Institute on Medicine as a Profession
- Motto: "The Institute on Medicine as a Profession aims to make professionalism a field and a force. It promotes this mission through research and policy initiatives."
- Established: 2003
- Budget: Revenue: $67,234 Expenses: $953,925 (FYE December 2017)
- Address: 622 West 168th Street, Suite 1525 New York, NY 10032
- Location: New York, New York
- Dissolved: 2018

= Institute on Medicine as a Profession =

Former American health care think tank

The Institute on Medicine as a Profession (IMAP) was an American non-profit health care policy think tank housed at Columbia University in New York City.

== History ==
IMAP grew from the Open Society Institute’s Medicine as a Profession initiative, which ran from 1999-2004. In 2003, the Open Society Institute gave a grant of $7.5 million to establish the Institute on Medicine as Profession as an independent entity, to be chaired by David J. Rothman, professor at Columbia University, and housed at Columbia's College of Physicians and Surgeons.

The Institute also received grants from Pew Charitable Trusts, the ABIM Foundation, the American Legacy Foundation, and Permanente Medical Group. It did not accept funding from industry sources.

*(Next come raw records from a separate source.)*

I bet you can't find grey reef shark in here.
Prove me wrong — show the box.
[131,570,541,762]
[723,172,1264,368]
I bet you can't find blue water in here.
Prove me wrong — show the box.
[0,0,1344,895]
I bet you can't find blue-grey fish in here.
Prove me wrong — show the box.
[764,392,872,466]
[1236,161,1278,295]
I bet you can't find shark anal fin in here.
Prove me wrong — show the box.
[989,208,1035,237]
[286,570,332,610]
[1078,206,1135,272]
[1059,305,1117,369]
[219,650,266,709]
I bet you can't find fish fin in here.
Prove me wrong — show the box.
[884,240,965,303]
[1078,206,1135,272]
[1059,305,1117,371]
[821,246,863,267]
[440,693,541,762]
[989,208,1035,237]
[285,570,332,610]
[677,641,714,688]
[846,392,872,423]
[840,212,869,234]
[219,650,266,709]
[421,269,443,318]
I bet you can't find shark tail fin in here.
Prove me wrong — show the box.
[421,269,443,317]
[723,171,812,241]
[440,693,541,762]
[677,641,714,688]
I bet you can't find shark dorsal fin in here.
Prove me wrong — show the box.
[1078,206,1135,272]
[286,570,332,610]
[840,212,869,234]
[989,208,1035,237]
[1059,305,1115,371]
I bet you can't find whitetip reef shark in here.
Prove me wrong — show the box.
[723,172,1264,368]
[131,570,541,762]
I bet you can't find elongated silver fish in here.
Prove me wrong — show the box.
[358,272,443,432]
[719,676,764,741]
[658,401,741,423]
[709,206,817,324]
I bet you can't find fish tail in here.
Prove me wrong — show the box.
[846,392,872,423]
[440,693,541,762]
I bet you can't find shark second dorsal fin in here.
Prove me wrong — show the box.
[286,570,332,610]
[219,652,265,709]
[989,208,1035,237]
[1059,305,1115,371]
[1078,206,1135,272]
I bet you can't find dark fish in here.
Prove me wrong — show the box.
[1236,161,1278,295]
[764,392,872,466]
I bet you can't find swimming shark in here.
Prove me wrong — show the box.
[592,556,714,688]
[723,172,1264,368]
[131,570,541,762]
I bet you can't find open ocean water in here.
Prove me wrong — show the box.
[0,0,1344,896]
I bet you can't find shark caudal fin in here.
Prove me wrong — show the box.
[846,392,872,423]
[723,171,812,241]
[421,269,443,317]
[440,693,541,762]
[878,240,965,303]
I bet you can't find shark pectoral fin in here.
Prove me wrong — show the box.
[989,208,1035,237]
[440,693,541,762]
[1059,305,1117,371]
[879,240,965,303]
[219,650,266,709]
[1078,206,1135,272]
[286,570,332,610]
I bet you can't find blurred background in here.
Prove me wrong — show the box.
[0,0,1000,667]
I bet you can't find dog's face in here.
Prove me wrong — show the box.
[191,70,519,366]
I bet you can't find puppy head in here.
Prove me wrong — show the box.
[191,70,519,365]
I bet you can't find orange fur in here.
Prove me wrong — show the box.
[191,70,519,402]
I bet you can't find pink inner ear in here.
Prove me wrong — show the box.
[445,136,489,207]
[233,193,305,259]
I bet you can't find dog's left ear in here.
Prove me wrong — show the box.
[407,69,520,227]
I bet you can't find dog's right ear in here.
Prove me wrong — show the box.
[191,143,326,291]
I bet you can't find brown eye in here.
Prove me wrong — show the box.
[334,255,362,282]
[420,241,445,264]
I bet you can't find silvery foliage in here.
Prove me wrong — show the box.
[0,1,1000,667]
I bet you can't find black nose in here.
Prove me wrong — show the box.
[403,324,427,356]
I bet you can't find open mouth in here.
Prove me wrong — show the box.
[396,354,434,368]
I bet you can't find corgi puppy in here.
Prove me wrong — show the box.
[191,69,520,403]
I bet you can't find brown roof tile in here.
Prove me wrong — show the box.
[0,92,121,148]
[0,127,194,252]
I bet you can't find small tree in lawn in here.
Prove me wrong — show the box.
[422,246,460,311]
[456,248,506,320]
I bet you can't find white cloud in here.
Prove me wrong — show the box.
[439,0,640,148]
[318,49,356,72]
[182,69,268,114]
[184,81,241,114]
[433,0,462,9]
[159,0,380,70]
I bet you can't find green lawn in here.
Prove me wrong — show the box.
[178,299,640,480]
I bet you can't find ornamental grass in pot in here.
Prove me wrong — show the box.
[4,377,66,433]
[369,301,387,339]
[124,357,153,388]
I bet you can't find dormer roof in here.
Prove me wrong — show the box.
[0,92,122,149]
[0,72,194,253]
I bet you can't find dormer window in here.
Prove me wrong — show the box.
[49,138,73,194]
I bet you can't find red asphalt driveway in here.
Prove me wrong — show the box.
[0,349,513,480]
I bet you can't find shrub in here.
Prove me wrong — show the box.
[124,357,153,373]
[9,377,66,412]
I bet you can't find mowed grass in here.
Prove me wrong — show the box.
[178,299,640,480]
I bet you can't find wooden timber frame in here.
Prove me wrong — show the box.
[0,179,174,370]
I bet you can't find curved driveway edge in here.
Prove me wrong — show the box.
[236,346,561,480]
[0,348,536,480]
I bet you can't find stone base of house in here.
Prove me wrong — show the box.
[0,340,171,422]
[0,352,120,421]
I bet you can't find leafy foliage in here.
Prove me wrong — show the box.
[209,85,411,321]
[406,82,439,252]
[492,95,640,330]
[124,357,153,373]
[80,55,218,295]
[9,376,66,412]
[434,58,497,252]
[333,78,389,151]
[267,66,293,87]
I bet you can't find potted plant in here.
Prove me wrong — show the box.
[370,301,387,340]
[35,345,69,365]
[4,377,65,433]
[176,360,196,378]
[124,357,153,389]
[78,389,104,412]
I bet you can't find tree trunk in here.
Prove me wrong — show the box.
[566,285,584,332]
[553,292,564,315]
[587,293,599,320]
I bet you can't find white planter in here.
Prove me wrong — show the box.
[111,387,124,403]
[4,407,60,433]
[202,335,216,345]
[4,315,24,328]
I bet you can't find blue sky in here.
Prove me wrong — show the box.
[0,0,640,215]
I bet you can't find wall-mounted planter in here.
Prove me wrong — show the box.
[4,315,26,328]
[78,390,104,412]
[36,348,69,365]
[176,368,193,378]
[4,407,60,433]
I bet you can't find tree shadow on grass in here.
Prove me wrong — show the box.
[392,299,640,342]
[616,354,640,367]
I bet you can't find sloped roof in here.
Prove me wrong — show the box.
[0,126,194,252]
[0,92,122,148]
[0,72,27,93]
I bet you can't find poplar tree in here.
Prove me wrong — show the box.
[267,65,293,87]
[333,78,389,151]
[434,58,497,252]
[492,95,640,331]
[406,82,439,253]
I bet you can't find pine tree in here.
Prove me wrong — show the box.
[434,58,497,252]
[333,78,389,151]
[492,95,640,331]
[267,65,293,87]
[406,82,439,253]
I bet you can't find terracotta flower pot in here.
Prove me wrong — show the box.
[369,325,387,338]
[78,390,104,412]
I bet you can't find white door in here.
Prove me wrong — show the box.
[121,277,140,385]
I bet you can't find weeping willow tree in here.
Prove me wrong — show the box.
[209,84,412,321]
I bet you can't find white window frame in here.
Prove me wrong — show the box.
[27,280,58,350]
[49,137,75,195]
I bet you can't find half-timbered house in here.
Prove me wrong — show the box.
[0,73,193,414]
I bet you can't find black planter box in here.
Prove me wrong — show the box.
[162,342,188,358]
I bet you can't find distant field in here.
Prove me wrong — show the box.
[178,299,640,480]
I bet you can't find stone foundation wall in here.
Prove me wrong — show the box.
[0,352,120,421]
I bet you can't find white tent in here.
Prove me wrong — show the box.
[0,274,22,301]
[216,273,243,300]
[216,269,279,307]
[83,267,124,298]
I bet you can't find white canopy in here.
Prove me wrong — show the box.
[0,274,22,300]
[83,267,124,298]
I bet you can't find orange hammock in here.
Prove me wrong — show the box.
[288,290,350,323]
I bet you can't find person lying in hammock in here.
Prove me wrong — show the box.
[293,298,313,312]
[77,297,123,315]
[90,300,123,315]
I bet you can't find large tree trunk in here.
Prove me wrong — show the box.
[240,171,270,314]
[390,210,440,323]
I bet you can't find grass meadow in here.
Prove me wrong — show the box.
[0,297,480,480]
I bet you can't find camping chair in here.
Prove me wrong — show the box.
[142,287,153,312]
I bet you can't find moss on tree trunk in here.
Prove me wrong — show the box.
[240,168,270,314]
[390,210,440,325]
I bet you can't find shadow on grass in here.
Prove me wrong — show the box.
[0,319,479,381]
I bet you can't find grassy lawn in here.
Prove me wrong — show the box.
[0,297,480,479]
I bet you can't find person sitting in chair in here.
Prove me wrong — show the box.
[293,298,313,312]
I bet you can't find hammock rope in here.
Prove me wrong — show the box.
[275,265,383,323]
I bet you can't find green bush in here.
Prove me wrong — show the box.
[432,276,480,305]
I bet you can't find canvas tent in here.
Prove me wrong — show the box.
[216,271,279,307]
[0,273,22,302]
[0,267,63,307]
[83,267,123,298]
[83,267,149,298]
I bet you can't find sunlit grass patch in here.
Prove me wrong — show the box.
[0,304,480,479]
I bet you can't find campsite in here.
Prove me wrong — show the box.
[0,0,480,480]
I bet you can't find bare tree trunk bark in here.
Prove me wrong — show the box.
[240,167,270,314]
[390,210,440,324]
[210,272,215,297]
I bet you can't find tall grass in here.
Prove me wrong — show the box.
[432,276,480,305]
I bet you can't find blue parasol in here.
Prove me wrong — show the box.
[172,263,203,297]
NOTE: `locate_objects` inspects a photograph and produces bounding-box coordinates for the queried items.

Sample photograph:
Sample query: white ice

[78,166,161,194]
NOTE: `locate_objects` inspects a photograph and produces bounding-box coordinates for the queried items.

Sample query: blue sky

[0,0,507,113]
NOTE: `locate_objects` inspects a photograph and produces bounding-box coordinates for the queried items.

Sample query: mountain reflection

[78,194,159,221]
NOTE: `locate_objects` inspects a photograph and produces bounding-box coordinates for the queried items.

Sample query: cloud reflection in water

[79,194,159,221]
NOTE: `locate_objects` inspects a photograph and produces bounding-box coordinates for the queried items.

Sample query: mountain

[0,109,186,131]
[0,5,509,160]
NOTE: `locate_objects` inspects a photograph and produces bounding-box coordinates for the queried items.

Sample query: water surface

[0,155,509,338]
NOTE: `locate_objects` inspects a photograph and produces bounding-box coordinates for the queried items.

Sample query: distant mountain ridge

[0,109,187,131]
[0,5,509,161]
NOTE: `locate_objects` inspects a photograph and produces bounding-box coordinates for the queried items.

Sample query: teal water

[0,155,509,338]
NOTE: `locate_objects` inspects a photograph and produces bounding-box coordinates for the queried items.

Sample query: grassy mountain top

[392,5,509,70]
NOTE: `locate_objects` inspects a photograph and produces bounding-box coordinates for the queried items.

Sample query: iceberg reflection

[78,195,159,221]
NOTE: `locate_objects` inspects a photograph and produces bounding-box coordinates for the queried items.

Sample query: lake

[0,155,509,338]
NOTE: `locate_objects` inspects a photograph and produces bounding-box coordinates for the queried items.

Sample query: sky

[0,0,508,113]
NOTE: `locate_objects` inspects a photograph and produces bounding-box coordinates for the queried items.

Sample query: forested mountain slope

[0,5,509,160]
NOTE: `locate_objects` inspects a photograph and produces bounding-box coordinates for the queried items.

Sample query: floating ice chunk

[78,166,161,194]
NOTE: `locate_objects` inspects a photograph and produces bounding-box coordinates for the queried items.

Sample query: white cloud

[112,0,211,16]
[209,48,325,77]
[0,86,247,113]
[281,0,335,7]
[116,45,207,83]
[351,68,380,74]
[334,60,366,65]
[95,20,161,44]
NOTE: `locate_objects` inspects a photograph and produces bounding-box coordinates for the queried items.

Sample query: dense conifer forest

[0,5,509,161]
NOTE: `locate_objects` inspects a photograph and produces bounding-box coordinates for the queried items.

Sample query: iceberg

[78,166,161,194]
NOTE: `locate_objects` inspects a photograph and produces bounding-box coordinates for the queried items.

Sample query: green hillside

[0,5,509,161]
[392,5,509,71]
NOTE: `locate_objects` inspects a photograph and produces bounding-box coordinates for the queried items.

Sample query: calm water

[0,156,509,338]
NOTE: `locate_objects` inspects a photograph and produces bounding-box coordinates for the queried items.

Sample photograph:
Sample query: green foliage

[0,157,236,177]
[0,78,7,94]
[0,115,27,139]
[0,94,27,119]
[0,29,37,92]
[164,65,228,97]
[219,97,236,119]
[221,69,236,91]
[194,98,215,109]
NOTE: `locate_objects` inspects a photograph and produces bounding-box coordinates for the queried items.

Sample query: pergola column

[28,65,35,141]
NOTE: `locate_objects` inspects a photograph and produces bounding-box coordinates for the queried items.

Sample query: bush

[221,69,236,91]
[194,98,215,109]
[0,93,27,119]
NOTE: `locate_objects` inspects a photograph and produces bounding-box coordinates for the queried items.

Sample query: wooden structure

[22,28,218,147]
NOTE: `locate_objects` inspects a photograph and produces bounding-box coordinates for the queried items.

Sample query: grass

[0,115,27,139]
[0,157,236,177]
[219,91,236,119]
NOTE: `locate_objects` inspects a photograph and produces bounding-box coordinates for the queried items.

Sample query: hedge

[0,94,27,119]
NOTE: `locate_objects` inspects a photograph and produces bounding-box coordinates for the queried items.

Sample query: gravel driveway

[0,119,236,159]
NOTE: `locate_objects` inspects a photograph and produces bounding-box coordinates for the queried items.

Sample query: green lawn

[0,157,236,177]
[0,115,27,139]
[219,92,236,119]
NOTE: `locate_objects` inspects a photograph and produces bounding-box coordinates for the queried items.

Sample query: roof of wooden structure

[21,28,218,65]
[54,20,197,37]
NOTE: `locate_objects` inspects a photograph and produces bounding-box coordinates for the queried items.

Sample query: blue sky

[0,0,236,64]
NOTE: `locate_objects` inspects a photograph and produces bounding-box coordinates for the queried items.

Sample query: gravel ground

In 2018, IMAP was merged with the Center on Medicine as a Profession to form the
Division of Social Medicine and Professionalism, part of Colombia's Department of Health and Medical Ethics. It is housed at Irving Medical Center.

==Work==
IMAP's primary area of focus was the concept of medical professionalism. Other areas included conflicts of interest in the health care industry; the role of physicians in national security interrogations; marketing practices in the drug, alcohol, food and tobacco industries; and health information technology. The institute also funded a physician advocacy grants program that aims to train physicians to advocate for policy change at the local, state and national level.

It was a partner and co-sponsor of the China-US Center on Medical Professionalism based in Beijing.